Project Summary Albeit rare, monogenic causes of complex disorders provide unique opportunities for a deeper understanding of common diseases. In this application, we seek to study the molecular pathogenesis of novel, rare, monogenic autoinflammatory disorders. Central clinical presentations of these syndromic patients include severe skin inflammation, non-specific gastrointestinal inflammation, and aberrant neurologic features. Using whole exome sequencing (WES) we have identified fourteen novel, exceedingly rare, inborn genetic variations in genes with primary functions in innate immunity, specifically cytokine production, transduction or regulation. These inborn errors of immunity are putative molecular drivers of autoinflammation, the mechanisms of which we propose to explore in detail. Type I Interferons (IFNs) are cytokines that signal through the JAK-STAT pathway. Beneficial effects of IFNs largely concern antiviral defense, but profound detrimental effects to human health can manifest if this pathway is overactive. Mendelian type I Interferonopathy disorders best exemplify how constitutive upregulation of IFN-I activity can lead to aberrant immune and neurologic features. We have recently identified and reported children presenting type I Interferonopathy features due to complete loss-of-function mutations in either ISG15 or USP18, which are essential for shutting off the IFN-I response at the IFN-I receptor. These deficiencies are the first genetic defects affecting the negative regulation of the IFN-I response. In this proposal we seek to characterize patients with novel, complete or hypomorphic, mutations in these two genes, but also patients who present with alike syndromes with mutations in genes that either induce IFN-I or convey the signal downstream of IFN-I and other JAK-STAT engaging cytokines. We propose to study these rare patients in vitro, ex vivo, and in vivo to determine the molecular, immunological, and clinical significance of these genes in JAK-STAT pathway regulation, and, by extension, their function in severe autoinflammatory immune regulation. A deeper understanding of the molecular pathophysiology governing these disorders will lay the groundwork for the development of medicines to better manage persistent inflammatory disorders, rare or common.
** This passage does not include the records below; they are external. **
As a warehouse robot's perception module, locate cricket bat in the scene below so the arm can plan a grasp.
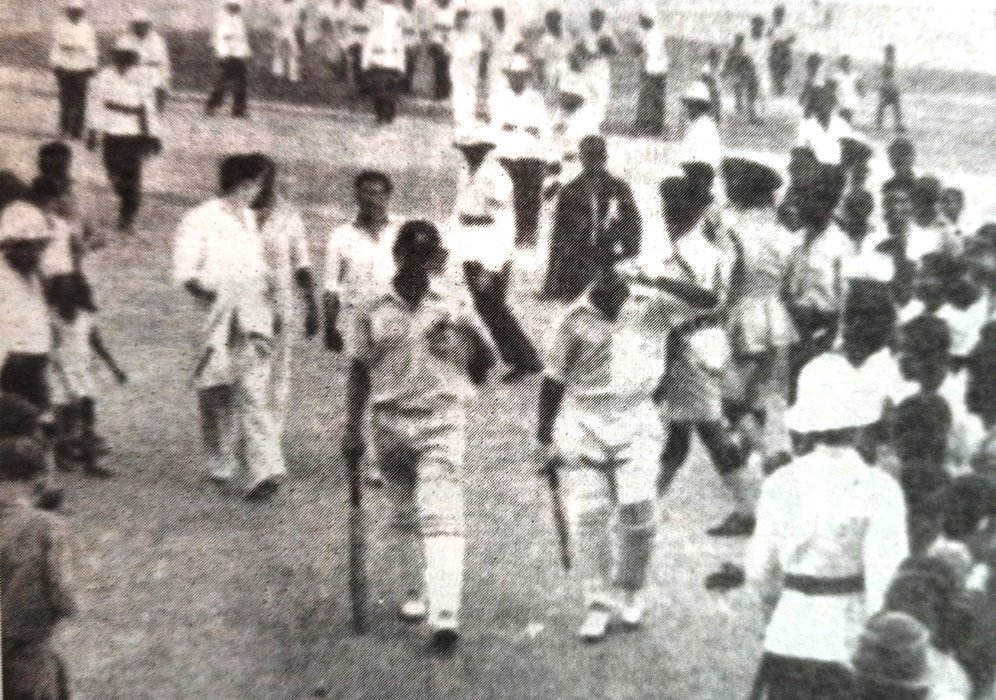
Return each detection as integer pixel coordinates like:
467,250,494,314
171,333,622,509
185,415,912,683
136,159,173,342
346,452,366,634
545,458,571,571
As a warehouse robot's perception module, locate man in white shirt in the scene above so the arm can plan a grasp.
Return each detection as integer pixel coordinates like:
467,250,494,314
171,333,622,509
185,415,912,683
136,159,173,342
323,170,400,352
491,53,551,252
0,180,52,410
796,85,852,165
270,0,305,83
429,0,455,100
450,8,484,132
131,9,173,113
636,2,668,137
87,35,162,235
362,0,407,125
447,127,543,382
174,154,286,500
205,0,252,119
49,0,98,139
747,354,909,698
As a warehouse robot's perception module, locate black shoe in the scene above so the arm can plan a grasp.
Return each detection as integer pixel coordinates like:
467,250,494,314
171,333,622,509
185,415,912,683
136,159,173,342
706,513,757,537
705,561,747,593
432,627,460,655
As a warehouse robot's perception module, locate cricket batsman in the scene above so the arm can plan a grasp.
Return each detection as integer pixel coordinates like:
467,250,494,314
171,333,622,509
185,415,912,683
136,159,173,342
343,221,495,653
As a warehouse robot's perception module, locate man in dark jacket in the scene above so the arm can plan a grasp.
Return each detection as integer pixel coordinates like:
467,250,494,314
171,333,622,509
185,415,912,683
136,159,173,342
544,136,643,301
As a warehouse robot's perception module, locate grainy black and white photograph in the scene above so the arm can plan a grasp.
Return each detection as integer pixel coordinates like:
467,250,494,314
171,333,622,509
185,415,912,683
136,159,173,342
0,0,996,700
项目概要 尽管罕见，但复杂疾病的单基因原因为深入研究提供了独特的机会。 了解常见疾病。在此应用中，我们寻求研究新的分子发病机制， 罕见的单基因自身炎症性疾病。这些综合征患者的主要临床表现包括 严重的皮肤炎症、非特异性胃肠道炎症和异常的神经系统特征。 使用全外显子组测序 (WES)，我们鉴定了 14 种新颖的、极为罕见的先天基因 在先天免疫中具有主要功能的基因的遗传变异，特别是细胞因子的产生， 转导或调节。这些先天性免疫错误被认为是自身炎症的分子驱动因素， 我们建议详细探讨其机制。 I 型干扰素 (IFN) 是通过 JAK-STAT 途径发出信号的细胞因子。的有益效果 干扰素主要涉及抗病毒防御，但如果这种情况发生，就会对人类健康产生深远的有害影响。 通路过度活跃。孟德尔 I 型干扰素病疾病最好地说明了如何构成 IFN-I 活性的上调可导致异常的免疫和神经系统特征。 我们最近发现并报告了由于以下原因而表现出 I 型干扰素病特征的儿童： ISG15 或 USP18 完全丧失功能突变，这对于关闭 IFN-I 至关重要 IFN-I 受体的反应。这些缺陷是影响负调控的首要遗传缺陷 IFN-I 反应。在这个提案中，我们试图描述患者具有新颖的、完整的或亚形态的特征， 这两个基因发生突变，而且患有类似综合征的患者基因突变 诱导 IFN-I 或向 IFN-I 和其他 JAK-STAT 参与细胞因子的下游传递信号。 我们建议对这些罕见患者进行体外、离体和体内研究，以确定分子、 这些基因在 JAK-STAT 通路调节中的免疫学和临床意义，并且推而广之， 它们在严重的自身炎症免疫调节中的作用。 对控制这些疾病的分子病理生理学的更深入的了解将为 为开发药物以更好地管理持续性炎症性疾病（罕见或罕见）奠定基础 常见的。